Fit Code for CMS Run 3 RK Analysis

This repository houses the core fitting code for the Run 3 RK analysis. Also contains various other scripts for scanning BDT cut significant, sanity checks, and systematic uncertainty estimations.

Setting Up

The new working point for this repo uses an updated Combine release and therefore a updated corresponding CMSSW version. Here are steps to install the necessary tools for running the core fitting procedures.

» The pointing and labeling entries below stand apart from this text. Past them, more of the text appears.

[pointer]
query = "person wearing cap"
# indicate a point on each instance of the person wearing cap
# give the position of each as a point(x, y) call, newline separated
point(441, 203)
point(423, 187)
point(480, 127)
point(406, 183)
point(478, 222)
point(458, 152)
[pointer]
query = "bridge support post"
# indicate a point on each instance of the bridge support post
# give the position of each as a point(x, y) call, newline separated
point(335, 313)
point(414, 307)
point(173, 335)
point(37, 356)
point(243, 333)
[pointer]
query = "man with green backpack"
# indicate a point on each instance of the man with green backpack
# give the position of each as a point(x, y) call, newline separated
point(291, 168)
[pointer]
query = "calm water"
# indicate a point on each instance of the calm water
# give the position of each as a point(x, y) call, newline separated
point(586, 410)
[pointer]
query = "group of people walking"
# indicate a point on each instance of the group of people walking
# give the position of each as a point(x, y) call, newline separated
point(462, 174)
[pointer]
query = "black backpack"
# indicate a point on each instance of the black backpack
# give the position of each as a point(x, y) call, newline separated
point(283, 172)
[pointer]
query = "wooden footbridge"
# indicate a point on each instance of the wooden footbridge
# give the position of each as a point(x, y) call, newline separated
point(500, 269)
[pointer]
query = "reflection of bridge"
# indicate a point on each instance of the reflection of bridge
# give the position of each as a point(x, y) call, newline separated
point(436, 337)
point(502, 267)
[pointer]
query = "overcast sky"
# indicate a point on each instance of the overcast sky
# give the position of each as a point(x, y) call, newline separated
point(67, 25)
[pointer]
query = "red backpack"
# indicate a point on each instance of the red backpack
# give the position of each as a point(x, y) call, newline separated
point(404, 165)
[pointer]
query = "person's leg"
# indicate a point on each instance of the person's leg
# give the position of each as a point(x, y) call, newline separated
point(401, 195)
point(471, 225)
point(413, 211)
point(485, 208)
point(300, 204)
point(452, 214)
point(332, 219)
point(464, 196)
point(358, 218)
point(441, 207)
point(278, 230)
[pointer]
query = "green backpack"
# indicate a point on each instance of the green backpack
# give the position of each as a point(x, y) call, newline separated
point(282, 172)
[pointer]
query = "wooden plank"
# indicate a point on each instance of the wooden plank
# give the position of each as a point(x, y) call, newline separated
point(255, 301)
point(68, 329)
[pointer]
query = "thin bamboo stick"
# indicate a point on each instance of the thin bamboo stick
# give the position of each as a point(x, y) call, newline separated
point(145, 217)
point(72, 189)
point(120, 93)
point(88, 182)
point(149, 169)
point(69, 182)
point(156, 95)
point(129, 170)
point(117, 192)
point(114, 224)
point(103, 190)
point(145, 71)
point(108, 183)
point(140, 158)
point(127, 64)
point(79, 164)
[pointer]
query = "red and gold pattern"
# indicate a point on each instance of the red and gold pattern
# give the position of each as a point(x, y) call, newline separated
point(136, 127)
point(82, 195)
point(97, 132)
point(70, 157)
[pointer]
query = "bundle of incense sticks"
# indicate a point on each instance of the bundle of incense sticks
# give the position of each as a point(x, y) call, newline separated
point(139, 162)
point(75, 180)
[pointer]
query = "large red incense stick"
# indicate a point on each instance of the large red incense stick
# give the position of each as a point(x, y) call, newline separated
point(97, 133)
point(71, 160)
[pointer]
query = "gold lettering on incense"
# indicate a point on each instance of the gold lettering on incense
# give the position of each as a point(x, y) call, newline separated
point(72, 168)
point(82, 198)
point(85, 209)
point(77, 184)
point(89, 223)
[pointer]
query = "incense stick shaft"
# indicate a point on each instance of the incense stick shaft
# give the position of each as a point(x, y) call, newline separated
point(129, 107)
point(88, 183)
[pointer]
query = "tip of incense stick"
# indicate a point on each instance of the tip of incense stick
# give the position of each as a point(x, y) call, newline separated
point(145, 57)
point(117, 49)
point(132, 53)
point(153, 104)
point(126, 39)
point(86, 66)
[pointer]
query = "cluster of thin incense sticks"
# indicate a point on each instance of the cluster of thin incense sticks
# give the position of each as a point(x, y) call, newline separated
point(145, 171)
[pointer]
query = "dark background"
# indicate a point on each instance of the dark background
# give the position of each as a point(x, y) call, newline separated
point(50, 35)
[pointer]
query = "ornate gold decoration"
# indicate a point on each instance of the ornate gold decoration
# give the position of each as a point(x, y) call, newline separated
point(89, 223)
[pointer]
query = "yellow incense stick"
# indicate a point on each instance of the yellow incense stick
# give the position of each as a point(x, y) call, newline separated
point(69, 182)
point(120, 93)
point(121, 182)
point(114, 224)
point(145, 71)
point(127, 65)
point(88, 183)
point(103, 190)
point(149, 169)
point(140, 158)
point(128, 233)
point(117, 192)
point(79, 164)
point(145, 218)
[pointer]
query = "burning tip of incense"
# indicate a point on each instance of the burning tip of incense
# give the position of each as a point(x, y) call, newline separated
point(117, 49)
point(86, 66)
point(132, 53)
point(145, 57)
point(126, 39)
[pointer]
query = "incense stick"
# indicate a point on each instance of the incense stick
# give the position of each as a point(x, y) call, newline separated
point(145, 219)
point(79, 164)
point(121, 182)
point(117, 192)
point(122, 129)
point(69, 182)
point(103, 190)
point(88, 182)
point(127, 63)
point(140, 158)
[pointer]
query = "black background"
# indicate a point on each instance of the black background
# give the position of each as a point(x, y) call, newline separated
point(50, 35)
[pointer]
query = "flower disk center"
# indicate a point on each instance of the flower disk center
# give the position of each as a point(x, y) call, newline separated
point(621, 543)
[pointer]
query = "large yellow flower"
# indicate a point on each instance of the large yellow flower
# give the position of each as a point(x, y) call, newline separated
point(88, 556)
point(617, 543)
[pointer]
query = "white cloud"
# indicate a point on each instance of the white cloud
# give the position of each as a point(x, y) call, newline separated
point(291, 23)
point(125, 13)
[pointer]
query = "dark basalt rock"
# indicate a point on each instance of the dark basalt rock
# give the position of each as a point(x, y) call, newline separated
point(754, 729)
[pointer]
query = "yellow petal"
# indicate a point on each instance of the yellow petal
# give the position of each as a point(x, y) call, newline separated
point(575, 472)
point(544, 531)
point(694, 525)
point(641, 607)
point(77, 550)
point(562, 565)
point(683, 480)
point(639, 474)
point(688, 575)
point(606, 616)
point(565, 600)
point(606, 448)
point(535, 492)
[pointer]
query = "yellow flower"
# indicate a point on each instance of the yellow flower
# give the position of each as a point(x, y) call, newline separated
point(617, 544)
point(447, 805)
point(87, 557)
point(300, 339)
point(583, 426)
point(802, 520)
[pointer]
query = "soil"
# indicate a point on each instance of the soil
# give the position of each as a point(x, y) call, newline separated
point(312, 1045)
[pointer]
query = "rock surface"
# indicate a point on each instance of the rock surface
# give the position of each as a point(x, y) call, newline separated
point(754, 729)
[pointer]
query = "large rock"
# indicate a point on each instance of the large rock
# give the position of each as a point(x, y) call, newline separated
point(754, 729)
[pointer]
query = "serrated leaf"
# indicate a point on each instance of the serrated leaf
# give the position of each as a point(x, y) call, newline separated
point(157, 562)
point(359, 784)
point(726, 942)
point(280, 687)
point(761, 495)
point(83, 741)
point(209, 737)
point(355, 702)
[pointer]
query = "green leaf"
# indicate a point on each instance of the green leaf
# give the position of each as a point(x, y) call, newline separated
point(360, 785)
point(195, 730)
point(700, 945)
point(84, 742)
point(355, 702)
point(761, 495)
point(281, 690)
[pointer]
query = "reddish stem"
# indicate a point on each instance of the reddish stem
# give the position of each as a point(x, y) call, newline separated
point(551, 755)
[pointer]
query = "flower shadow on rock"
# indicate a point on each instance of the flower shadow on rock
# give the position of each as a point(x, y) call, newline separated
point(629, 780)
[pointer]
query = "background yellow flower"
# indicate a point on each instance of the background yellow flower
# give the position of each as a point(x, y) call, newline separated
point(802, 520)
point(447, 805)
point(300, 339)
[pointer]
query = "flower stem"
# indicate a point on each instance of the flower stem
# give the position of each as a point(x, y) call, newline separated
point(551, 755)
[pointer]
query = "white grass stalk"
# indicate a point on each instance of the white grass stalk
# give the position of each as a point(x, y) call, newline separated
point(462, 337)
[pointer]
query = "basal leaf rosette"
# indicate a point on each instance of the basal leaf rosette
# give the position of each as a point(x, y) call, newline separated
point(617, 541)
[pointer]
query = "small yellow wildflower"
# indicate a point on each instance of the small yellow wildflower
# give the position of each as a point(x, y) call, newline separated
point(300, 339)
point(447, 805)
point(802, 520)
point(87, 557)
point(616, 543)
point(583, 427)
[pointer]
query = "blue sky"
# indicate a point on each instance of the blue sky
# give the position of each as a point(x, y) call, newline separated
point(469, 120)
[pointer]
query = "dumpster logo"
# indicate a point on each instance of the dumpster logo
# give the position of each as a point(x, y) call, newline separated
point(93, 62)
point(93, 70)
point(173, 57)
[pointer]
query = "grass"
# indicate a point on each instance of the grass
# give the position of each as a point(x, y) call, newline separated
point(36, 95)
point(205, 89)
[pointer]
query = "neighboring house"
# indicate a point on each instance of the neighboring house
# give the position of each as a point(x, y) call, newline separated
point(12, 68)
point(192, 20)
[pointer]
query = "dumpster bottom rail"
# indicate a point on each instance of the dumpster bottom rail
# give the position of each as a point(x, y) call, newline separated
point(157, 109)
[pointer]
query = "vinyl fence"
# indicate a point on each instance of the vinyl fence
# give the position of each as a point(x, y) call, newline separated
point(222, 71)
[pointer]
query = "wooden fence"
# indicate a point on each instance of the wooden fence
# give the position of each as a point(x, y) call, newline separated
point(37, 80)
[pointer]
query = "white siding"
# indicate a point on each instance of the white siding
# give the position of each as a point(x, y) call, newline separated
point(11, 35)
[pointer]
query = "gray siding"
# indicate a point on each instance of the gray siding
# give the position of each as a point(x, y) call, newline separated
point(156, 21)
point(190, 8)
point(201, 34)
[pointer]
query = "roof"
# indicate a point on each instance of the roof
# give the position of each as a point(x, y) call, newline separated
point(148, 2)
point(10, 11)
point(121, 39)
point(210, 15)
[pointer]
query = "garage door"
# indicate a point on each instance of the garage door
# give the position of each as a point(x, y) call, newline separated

CMSSW Set-Up (Simplest Version)

These instructions work on LXPLUS, but have not been tested on other CMS networks (FNAL LPC, etc.). This environment is easiest to set up as it leverages the included packages available for CMSSW software releases, the Combine integration via CMSSW, and easy access to RK samples on the network.

Initial Set-Up

cmsrel CMSSW_14_1_0
cd CMSSW_14_1_0_pre4/src
cmsenv
git -c advice.detachedHead=false clone --depth 1 --branch v10.4.1 https://github.com/cms-analysis/HiggsAnalysis-CombinedLimit.git HiggsAnalysis/CombinedLimit
cd HiggsAnalysis/CombinedLimit
scramv1 b clean; scramv1 b -j$(nproc --ignore=2)

cd $CMSSW_BASE/src
git clone git@github.com:DiElectronX/r3k-fitter.git
cd r3k-fitter

Loading Environment

cd .../r3k-fitter
cmsenv

Standalone Set-Up

This set-up is slightly more involved due to the fragility of Conda installs with ROOT (you may have to do some Conda troubleshooting based on your particular computer) and the manual compilation of Combine, but offers the user the ability to avoid unnecessary CMSSW installations and work on a local machine such as one's laptop.

Initial Set-Up

git clone git@github.com:DiElectronX/r3k-fitter.git
cd r3k-fitter

# Make sure conda is updated
conda activate base
conda update -n base conda
conda config --set solver libmamba

# Create r3k-fitter env from YAML file
conda env create -f environment.yml

# Try "conda env create -f environment.yml --no-channel-priority" 
# as a first troubleshooting step if initial command fails

conda activate r3k-fitter

# Clone Combine for integration into Conda environment
git clone https://github.com/cms-analysis/HiggsAnalysis-CombinedLimit.git HiggsAnalysis/CombinedLimit
cd HiggsAnalysis/CombinedLimit

# Configure with CMake
cmake -S . -B build \
  -DCMAKE_INSTALL_PREFIX=$CONDA_PREFIX \
  -DCMAKE_INSTALL_PYTHONDIR=lib/python3.12/site-packages \
  -DUSE_VDT=OFF

# Build and Install
cmake --build build -j$(nproc --ignore=2)
cmake --install build

# Check that custom packages are available
python3 -c "import numpy; import ROOT; print('ROOT and Numpy loaded successfully!')"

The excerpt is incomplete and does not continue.